Abad worked a 3-2 count against Upton, getting one strike with a lazy, 75-mph change-up at Upton’s neck. “Some people tell me, ‘The ball stops,’” Abad said.
On 3-2, Abad fired a 91-mph fastball inside at Upton’s ankles. He swung and missed for the first out. Freddie Freeman pulverized a line drive — right at Espinosa. With Johnson running to second, Espinosa flipped the ball to first for an inning-ending double play.
For seven innings, Gonzalez and Hudson, the Nationals’ nemesis, engaged in a pitching duel and stifled both offenses. They both left with the score tied at 1, having each allowed three hits and one walk. Gonzalez struck out seven to Hudson’s four; the Nationals needed an error to score their run off Hudson, while the Braves used a leadoff walk for their lone tally against Gonzalez.
In his third chance against Atlanta, Gonzalez avenged two rare starts in which the opposing lineup hit him hard. From the start, even as he sweat through his thick, floppy Homestead Gray throwback jersey, Gonzalez was sharp. He whiffed Jason Heyward and Justin Upton in the first inning.
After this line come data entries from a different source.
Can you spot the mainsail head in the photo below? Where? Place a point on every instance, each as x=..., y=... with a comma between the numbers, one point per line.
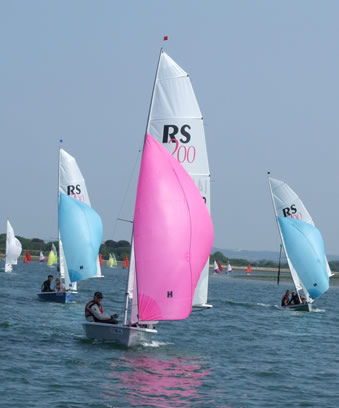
x=176, y=122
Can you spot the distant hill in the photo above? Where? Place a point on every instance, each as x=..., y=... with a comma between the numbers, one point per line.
x=256, y=256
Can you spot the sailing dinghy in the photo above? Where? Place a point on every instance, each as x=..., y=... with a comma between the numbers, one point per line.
x=112, y=262
x=170, y=218
x=249, y=269
x=302, y=243
x=215, y=267
x=71, y=258
x=13, y=248
x=42, y=257
x=126, y=263
x=52, y=257
x=28, y=258
x=176, y=122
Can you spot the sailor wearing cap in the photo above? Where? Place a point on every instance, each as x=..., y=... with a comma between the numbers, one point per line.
x=95, y=313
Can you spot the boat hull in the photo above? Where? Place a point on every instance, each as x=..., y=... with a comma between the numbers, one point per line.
x=123, y=335
x=58, y=297
x=301, y=307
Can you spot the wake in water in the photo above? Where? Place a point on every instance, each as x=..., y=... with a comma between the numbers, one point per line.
x=155, y=343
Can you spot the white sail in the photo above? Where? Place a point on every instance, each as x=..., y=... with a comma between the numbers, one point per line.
x=13, y=248
x=175, y=121
x=286, y=203
x=72, y=182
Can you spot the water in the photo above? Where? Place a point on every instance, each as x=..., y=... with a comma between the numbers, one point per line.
x=245, y=352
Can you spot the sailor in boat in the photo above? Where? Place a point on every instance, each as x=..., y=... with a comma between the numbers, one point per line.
x=46, y=286
x=295, y=299
x=285, y=301
x=95, y=313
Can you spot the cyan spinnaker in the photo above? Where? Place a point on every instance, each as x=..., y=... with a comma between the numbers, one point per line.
x=305, y=248
x=81, y=234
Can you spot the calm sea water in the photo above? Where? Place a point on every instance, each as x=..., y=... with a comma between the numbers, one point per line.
x=245, y=352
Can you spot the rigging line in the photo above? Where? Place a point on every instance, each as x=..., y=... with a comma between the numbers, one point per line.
x=126, y=190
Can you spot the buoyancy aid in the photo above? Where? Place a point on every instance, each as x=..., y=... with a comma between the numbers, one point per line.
x=88, y=311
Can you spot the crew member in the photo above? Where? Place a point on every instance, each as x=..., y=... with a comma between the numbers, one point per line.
x=95, y=313
x=46, y=286
x=285, y=299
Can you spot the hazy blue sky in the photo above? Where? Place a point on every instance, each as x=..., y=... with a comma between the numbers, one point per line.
x=265, y=74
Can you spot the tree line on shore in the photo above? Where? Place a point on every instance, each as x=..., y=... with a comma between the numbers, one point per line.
x=122, y=248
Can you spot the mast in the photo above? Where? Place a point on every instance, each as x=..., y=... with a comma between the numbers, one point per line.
x=132, y=246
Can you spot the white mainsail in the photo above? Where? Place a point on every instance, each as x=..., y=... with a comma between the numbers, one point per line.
x=175, y=121
x=286, y=203
x=71, y=182
x=13, y=248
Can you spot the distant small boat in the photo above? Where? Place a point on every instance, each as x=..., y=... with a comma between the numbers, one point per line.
x=302, y=243
x=126, y=263
x=13, y=249
x=42, y=257
x=52, y=257
x=79, y=231
x=217, y=268
x=28, y=258
x=249, y=269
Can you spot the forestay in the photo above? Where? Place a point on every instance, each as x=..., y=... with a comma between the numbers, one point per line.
x=72, y=183
x=176, y=122
x=170, y=219
x=13, y=248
The Braves turned Uggla’s leadoff walk in the third inning into a run, but otherwise Gonzalez either cruised or erased minor trouble. The Braves’ fearsome middle of the order — two-through-five hitters Heyward, Justin Upton, Freeman and Gattis — went 0 for 12 with six strikeouts against Gonzalez.
“I just wanted to keep it as close as possible,” Gonzalez said. “Everyone battled. I’m proud of these guys. They work their tails off every game. As a starting pitcher, you have to make sure to keep your team in the game as much as possible.”